# Probability

"Probability theory is a mathematical framework for **representing uncertain statements**. It provides a means of **quantifying uncertainty** as well as axioms for deriving new uncertain statements. In Artificial Intelligence, we use probability theory in two major ways. First, the laws of probability tell us how AI systems should reason, so we design our algorithms to **compute or approximate various expressions** derived using probability theory. Second, we can use probability and statistics to theoretically **analyze the behavior of proposed AI systems**."

## Random Variable

A **random variable** is a variable that can take on different values randomly.  
It must be coupled with a probability distribution.  
It can be **discrete** or **continuous**.

## Probability Distributions

A **probability distribution** is "how likely a random variable is to take on each of its possible states".  
The description is different for discrete and continuous variables.  

### Discrete variables and Probability Mass Functions

A probability distribution over **discrete** variables may be described with **Probability Mass Function (PMF)**. 

It can act on many variables at the same time and is known in this case as **joint probability distribution** $p(\mathbf{x} = x, \mathbf{y} = y)$ that we denote $p(x, y)$


To be a PMF it must satisfy the following : 
 - The domain of $p$ must be the set of all possible states of $x$
 - $\forall x \in x, 0 \leq p(x) \leq 1$
 - $\sum_{x \in \mathbf{x}}p(x) = 1$ which means that it is **normalized**.

Consider a single discrete random variable $x$ with $k$ different states.  
We can place a **uniform distribution** on $x$ by setting its PMF to : 

\begin{equation*}
p(\mathbf{x}=x_i) = \frac{1}{k}
\end{equation*}

### Continuous Variables and Probability Density Functions

When working with **continuous variables**, we can use a **probability density function (PDF)** rather than a PMF.  
It must satisfy the following : 
 - //
 - $\forall x \in \mathbf{x}, p(x) \geq 0$, note that we do not require $p(x) \leq 1$
 - $\int p(x) dx = 1$
 
It doesn't give the probability of a specific directly.  
The probability that $x$ lies in some set $S$ is given by the integral of $p(x)$ over that set.

## Marginal Probability

Sometimes we want to know the probability distribution just over a subset of the variables.
It is known as the **marginal probability distribution**.

For example, we have two random discrete variables $x$ and $y$ and we know $P(x, y)$.  
We can find $P(x)$ with the sum rule.

\begin{equation*}
\forall x \in \mathbf{x}, P(\mathbf{x}=x) = \sum_y P(\mathbf{x}=x, \mathbf{y}=y)
\end{equation*}

For continuous variables, we need to use the integration instead : 

\begin{equation*}
p(x) = \int p(x, y) dy
\end{equation*}

## Conditional Probability

Sometimes we are interested on the probability of some event given that another event occured, this is called **conditional probability**.  
It can be computed with : 


\begin{equation*}
P(\mathbf{y}=y | \mathbf{x}=x) = \frac{P(\mathbf{y}=y, \mathbf{x}=x)}{P(\mathbf{x}=x}
\end{equation*}

It can only be computed when $P(\mathbf{x}=x) > 0$

**Attention**, it is different from computing the consequence of an action, which is called : **intervention query** and is in the domain of **causal modeling**.

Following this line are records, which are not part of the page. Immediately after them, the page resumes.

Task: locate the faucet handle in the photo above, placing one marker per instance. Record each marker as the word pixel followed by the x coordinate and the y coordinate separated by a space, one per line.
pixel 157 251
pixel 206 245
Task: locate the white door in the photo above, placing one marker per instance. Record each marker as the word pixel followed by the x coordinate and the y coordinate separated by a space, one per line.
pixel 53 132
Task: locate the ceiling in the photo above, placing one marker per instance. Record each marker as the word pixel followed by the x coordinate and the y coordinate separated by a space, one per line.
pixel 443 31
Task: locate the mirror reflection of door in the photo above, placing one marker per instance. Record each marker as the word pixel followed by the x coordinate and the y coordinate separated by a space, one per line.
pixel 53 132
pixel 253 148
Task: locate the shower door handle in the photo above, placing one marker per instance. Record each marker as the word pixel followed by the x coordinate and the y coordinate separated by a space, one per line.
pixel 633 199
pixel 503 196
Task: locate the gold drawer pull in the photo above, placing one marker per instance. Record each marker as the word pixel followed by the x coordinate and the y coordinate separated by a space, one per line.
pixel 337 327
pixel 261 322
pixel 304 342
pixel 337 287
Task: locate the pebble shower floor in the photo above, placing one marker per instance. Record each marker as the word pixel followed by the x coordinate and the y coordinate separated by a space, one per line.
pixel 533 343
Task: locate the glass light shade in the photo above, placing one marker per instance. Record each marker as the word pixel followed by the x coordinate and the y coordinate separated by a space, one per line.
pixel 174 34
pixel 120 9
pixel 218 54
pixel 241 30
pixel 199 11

## Independence and Conditional Independence

Two random variables $x$ and $y$ are **independent** if their probability distribution can be expressed as a product of two factors.  

Two random variables $x$ and $y$ are **conditionally independent** given a random variable $z$ if the conditional probability distribution over $x$ and $y$ factorizes in this way for every value of $z$.